Прогноз: оч. неблагоприятный. Готовлю полный медицинский отчет для Барраса. Надеюсь, посредством активного медицинского вмешательства состояние узника удастся стабилизировать. Может помочь новое окружение. Взял на себя смелость принести из комнаты сестры узника лишнюю постель, чтобы тот спал с большим удобством.
Вынужден был сделать замечание одному из часовых башни. Войдя в комнату узника, тот крикнул: «Возвращайся в свой угол, Капет!» Объяснил, что отныне к узнику следует обращаться «месье». Стражник принялся возражать, заявил, что «месье» больше нет, что теперь все мы «граждане» и т. д. Я настаивал на своем, ссылаясь на полномочия, возложенные на меня Баррасом.

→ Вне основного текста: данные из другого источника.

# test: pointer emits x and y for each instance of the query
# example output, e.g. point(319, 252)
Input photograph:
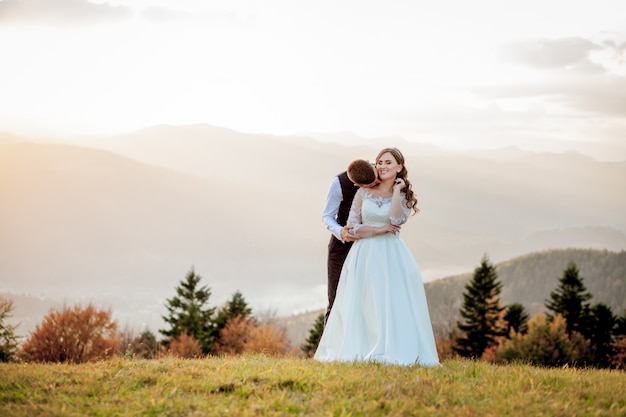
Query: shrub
point(546, 343)
point(185, 346)
point(75, 334)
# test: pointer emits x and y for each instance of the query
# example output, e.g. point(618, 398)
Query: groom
point(360, 173)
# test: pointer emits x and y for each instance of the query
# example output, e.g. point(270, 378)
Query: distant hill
point(529, 279)
point(121, 220)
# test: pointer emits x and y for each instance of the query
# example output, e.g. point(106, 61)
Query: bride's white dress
point(380, 312)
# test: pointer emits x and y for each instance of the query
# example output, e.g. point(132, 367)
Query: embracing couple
point(377, 308)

Услышав разговор, узник сказал, что обращение «месье» для него чересчур, просил, чтобы его так не называли. На вопрос, какое же обращение он предпочитает, узник ответил, что станет откликаться только на Волчонка. На замечание, что он не зверь, а ребенок, узник впервые улыбнулся. Словно бы жалея меня.
Он спросил, сколько ему лет. Я ответил: девять. Да, правильно, кивнул он.
В дальнейшем, ведя эти заметки, буду непременно называть узника «Шарль».